In my case, I know that my son has taught me many lessons over the years. As he matures, it sometimes amazes me just how wise he can be. His outlook on relationships is sometimes very different from mine.A case in point is holding grudges. This is something that I often find myself struggling with, as I try to let go of past hurts or insults. No matter how hard I try, I am not always successful with moving on and giving someone another chance. Once someone has lost my trust, it is often hard for me to accept that they may have changed and can be trusted again. However, to my son, the past is the past, and it does not always figure into the present.
In the first and second grade, he had encountered many difficulties with one of his classmates, Efe, who exhibited many behavioral and emotional problems. After complaints to the director of the school by all of his classmates’ parents, the school finally convinced Efe’s parents to seek professional help. Fortunately, the continued weekly visits to a psychologist have helped Efe deal with his problems. The teacher has reported that his behavior has changed remarkably. The students, too, have noticed the change in him.
Even though Efe and Ali Adem had problems in the past, Ali Adem is ready to accept this new side of the boy who just a few months before was the classroom terror. Knowing that I personally do not like Efe and his past behavior, at first Ali Adem was reluctant to let me know that the two of them are now friends. When I asked him about the change in their relationship, he simply said that Efe had changed and that he is no longer mean to his classmates as he once was.
I was curious to find out if Efe had ever apologized to any of his classmates for his past behavior, in particular the students that he had physically hurt during the past two years. Ali Adem says that Efe has never mentioned his past actions to any of the children. It seems that he prefers to simply ignore the problems he created previously.
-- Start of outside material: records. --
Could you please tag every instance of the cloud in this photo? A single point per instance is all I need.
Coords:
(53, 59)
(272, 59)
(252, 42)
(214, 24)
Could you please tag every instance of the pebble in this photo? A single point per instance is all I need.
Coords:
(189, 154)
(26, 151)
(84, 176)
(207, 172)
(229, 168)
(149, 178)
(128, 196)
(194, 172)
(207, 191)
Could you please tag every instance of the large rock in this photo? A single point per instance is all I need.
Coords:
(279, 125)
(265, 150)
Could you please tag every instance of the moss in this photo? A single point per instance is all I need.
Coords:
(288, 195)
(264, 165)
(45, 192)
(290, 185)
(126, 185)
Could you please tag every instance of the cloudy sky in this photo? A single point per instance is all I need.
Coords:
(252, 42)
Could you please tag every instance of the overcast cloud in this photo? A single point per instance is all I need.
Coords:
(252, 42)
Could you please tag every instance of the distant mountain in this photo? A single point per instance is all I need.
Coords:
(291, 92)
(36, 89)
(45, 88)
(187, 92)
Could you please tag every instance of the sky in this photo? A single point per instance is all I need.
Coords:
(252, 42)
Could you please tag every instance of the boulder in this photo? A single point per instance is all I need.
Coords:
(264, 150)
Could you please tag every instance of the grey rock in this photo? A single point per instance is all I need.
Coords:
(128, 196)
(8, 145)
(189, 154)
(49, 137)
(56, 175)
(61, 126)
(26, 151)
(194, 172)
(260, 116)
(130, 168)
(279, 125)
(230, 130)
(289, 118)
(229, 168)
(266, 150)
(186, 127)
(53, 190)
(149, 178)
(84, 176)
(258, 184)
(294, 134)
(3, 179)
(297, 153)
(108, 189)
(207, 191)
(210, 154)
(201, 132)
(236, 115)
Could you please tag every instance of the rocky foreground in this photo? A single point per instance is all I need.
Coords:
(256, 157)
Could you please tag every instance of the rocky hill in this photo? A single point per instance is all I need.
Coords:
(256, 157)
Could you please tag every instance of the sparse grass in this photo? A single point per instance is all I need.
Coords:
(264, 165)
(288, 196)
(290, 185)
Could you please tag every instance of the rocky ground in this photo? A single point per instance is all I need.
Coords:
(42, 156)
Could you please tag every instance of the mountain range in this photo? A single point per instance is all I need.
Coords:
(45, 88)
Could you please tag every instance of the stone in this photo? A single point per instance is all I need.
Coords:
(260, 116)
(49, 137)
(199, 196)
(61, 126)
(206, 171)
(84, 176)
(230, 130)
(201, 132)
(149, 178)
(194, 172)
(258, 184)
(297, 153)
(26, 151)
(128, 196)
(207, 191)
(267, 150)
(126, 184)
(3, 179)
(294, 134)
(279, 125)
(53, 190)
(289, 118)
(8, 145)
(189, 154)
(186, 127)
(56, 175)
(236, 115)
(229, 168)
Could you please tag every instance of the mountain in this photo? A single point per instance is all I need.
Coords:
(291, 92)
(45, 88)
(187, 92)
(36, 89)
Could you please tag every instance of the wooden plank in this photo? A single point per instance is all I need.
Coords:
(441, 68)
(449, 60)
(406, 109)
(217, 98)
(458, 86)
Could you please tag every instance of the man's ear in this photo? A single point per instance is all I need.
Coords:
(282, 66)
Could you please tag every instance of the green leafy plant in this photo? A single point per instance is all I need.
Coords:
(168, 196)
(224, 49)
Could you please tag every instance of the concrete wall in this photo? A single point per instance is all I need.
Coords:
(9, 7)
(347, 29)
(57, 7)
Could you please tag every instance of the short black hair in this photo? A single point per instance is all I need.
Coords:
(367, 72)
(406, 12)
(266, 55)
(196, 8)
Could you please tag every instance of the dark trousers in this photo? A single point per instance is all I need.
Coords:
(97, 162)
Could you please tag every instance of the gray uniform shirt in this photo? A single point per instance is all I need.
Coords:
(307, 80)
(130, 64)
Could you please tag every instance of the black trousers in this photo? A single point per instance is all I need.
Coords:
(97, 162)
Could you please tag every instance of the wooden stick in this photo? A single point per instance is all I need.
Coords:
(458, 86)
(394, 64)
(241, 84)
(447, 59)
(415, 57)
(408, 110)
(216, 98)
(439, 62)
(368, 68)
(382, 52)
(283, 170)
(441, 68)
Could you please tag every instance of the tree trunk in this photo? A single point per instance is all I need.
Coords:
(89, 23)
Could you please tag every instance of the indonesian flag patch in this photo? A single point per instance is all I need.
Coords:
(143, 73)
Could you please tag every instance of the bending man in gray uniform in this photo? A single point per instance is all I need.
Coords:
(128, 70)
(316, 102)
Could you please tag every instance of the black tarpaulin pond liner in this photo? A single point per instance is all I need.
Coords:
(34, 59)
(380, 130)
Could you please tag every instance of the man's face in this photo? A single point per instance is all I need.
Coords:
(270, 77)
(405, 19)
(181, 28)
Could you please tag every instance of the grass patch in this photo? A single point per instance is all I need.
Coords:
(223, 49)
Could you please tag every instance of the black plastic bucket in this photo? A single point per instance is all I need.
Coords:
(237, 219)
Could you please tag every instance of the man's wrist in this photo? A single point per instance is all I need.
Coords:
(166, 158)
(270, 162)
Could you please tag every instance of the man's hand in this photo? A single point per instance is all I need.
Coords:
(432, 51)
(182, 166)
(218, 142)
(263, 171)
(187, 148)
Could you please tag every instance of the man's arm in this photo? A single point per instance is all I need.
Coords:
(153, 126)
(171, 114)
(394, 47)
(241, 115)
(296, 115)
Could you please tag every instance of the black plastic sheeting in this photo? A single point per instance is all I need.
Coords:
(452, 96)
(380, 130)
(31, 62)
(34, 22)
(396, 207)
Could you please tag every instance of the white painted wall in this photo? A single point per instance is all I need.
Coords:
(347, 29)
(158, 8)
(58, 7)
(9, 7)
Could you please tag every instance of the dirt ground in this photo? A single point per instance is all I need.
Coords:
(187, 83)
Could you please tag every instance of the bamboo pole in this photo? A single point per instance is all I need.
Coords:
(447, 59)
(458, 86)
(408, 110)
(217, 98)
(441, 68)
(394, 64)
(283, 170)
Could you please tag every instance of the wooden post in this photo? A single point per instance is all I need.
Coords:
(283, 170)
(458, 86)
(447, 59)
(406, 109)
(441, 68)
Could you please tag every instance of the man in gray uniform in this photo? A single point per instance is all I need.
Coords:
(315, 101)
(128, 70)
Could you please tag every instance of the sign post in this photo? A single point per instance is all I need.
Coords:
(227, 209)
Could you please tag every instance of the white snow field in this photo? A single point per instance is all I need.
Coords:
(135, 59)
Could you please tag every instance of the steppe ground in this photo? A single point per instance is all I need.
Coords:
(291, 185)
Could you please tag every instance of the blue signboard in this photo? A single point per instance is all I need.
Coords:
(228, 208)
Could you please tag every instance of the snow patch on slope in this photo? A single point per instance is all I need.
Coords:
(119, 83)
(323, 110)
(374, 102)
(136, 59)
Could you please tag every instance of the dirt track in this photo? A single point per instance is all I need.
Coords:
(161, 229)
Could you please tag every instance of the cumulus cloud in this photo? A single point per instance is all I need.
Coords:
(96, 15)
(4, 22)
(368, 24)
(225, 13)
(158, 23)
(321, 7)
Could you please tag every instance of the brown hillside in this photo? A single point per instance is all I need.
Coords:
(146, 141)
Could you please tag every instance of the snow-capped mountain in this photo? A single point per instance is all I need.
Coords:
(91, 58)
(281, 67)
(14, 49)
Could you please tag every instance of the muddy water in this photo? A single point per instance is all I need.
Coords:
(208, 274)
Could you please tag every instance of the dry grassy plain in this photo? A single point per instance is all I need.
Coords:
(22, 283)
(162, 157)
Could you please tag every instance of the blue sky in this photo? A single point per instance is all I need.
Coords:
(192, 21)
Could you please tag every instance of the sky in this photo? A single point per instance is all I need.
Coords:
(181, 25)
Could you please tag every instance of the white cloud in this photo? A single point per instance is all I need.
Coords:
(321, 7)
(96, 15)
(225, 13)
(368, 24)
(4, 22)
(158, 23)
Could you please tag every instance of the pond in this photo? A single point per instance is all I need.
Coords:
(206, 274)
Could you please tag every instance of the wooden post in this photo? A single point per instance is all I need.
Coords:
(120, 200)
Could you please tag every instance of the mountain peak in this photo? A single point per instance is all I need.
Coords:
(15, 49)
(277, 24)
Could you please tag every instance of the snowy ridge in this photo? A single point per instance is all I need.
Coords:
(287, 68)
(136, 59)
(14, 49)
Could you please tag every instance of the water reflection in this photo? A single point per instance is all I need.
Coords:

When someone has done something wrong, I expect that person to explain their actions and apologize if they wish to make amends and move on. I have discovered though that in Turkey this is not always the case. Perhaps it is a difference between the cultures. From my personal experience, in the United States we tend to be more direct and discuss problems more openly than in Turkey. For instance, if there is a problem between two people, and both parties wish to resolve the issue, they will sit down and talk about the problem. This includes disclosing how they felt about the problem and why they felt that way. Apologies are made if necessary, without anyone feeling as if they have lost face.
I have noticed that in Turkey, it does not seem as acceptable to talk out problems between individuals. Of course, this observation is only based on my own interactions with others, so there are many cultural norms that I am completely unaware of. To me, it seems as if it is more usual to simply ignore past actions instead of talking about them and the reasons behind them.
Ali Adem has adopted some of this approach when dealing with the past problems with Efe. When I asked if he wanted Efe to explain to him why he had acted for badly towards him in the past, including physically hurting him, Ali Adem shrugged his shoulders and said no. He feels that Efe may be embarrassed about how he acted during the past two years. Ali Adem thinks that bringing up the past and expecting Efe to accept responsibility for his actions and apologize to those he hurt would cause Efe to lose face in front of his classmates.
Perhaps my son has a point. He is willing to move beyond Efe’s past and start over as friends. However, I am still suspicious of Efe and his real motives. At our home, we try to talk about our feelings. When we have hurt each other’s feelings, we sit down, talk about it and apologize. I try to keep the lines of communication open between us, and I feel that by openly discussing problems, we can better understand the other person’s point of view. Sometimes Ali Adem rolls his eyes and says, “Mom, it’s in the past, let it go!” He has a good point. Sometimes the past is best left behind.